31 de julho de 2014

Túmulo no monte Cáucaso

Hoje o vento está mais frio. Apesar do céu azul, o vento está frio. Não sei especificar há quanto tempo estou parado aqui. A sombra das árvores cobre meu rosto, posso ver todo o jardim de entrada, a porta, a janela. Escuto certa movimentação dentro da casa, mas a porta permanece fechada. O vento está frio, mas o céu muito azul. Entre as folhas dos arbustos, à minha direita, vejo um pedaço da rua. Vazia. Posso observar um pedaço do meu carro, vermelho brilhante.

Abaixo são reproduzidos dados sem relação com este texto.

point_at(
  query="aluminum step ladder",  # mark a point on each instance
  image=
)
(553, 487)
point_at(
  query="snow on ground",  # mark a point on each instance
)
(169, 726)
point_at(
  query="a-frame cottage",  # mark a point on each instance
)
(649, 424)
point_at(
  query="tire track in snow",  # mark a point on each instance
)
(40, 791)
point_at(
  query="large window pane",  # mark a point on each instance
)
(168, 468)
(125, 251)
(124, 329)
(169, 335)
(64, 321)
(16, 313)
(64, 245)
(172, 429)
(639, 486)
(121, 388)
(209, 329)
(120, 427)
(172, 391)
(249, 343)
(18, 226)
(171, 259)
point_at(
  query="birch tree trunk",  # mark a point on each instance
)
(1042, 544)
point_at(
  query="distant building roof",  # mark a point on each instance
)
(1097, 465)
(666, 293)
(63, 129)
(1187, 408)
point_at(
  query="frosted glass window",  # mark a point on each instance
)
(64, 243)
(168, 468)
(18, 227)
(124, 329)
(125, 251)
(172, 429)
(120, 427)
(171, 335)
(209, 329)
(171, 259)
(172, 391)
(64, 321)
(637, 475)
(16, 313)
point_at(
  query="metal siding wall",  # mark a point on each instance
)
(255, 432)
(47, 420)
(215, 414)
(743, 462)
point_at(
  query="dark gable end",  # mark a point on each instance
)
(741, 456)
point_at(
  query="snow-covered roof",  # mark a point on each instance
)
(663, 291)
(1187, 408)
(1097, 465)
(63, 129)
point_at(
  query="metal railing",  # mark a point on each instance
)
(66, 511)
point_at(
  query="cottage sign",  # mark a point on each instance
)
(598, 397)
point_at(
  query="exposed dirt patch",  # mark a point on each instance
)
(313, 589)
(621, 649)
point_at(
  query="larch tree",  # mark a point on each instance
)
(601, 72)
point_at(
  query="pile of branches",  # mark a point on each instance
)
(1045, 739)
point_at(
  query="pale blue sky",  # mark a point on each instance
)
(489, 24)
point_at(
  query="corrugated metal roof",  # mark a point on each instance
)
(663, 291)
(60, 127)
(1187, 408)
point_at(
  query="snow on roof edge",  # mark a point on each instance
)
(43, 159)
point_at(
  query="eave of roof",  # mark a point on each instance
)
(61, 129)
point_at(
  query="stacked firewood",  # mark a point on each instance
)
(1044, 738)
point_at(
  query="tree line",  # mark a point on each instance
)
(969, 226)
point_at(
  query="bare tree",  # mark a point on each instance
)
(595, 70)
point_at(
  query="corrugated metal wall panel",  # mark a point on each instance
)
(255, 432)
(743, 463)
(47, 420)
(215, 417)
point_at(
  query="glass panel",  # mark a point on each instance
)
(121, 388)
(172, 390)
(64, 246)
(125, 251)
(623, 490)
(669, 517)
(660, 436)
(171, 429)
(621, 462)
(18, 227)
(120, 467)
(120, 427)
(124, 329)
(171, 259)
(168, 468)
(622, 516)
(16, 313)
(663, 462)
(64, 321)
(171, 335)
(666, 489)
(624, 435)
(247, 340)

Sinto minha mão trêmula, acho que é o peso que ela sustenta. Não estou acostumado ao peso do metal. Não estou acostumado ao peso da situação. Sou apenas um homem. O céu está azul turquesa e eu tremo sobre o Cáucaso. Tremo como o homem que encara os olhos do diabo. Porém, hoje a mão que treme, a minha mão, será aquela que castiga, serei eu quem escreverá o epitáfio neste túmulo entre o mar Negro e o mar Cáspio.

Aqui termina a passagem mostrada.